Kokono Search: A Location Based Search Engine

Seiji YOKOJI
NTT
3-9-11, Midori-cho, Musashino-shi, 180-8585, Tokyo, Japan
+81-422-59-2983
yokoji.seiji@lab.ntt.co.jp
Katsumi TAKAHASHI
NTT
3-9-11, Midori-cho, Musashino-shi, 180-8585, Tokyo, Japan
+81-422-59-2863
takahashi.katsumi@lab.ntt.co.jp
Nobuyuki MIURA
NTT DoCoMo
3-5, Hikarino-oka, Yokosuka-shi,239-8536, Kanagawa, Japan
+81-468-40-3809
miura@mml.yrp.nttdocomo.co.jp

ABSTRACT

We have developed a location-based search system for web documents on the Internet. This system can find web documents based on the distance between locations that are described in web documents and a location specified by a user. It consists of three modules. (1) A robot that gathers documents from the Internet, (2) a parser that extracts address strings from web documents and associates latitude-longitude information to the original document and (3) a retrieval module. This system can retrieve location-related web documents overlooked by conventional keyword-based search engines. Keyword-based search engine overlooked more than 25% of location-related web documents compared with our search engine. We have served this location-based search as an experimental service named kokono search that is one of Mobile Info. Search [1],[2] services on the Internet.

Keywords

Location-based search, Information extraction, Search engine, Selective gathering, Information integration, Information retrieval, Web robot

1. INTRODUCTION

Recently, it has become possible to browse real world information, such as telephone directories, maps, town-guides, tourist-guides and shop-guides through an open-network like the Internet. Each of these sources is related to geographical locations and can be classified by using user location data such as the current location, user's destination and the user's residential address.

There are already many search engines [3] on the Internet, and most of them are keyword-based. Basically, when we attempt to search real world information about a specific geographical location, information about nearer locations from the specified location is more important. Unfortunately ,there are many cases that neighboring geographical regions have different addresses (i.e. keyword). Therefore, keyword-based search may overlook useful information about locations that are adjacent to the specified location.

To solve these problems, we developed location-based search engine. We define the location-based search as a search method based on the distance between a user-specified location and locations that are described in web documents.

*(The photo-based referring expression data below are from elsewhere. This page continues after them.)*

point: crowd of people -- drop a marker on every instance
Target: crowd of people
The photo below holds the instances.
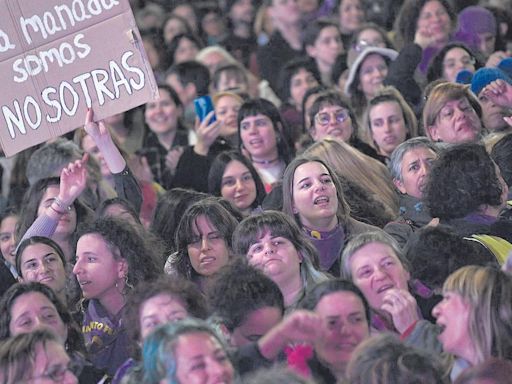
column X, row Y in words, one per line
column 341, row 216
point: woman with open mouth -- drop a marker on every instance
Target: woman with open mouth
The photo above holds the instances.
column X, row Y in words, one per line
column 374, row 262
column 312, row 195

Locations are represented as address strings, telephone numbers, rail station name etc. in web documents. Our system converts them to latitude-longitude pairs or polygons consist of latitude-longitude pairs. Also a user-specified location is represented as a latitude-longitude pair. By using these latitude-longitude pairs to retrieve documents, our system finds documents about nearer locations from a specified location.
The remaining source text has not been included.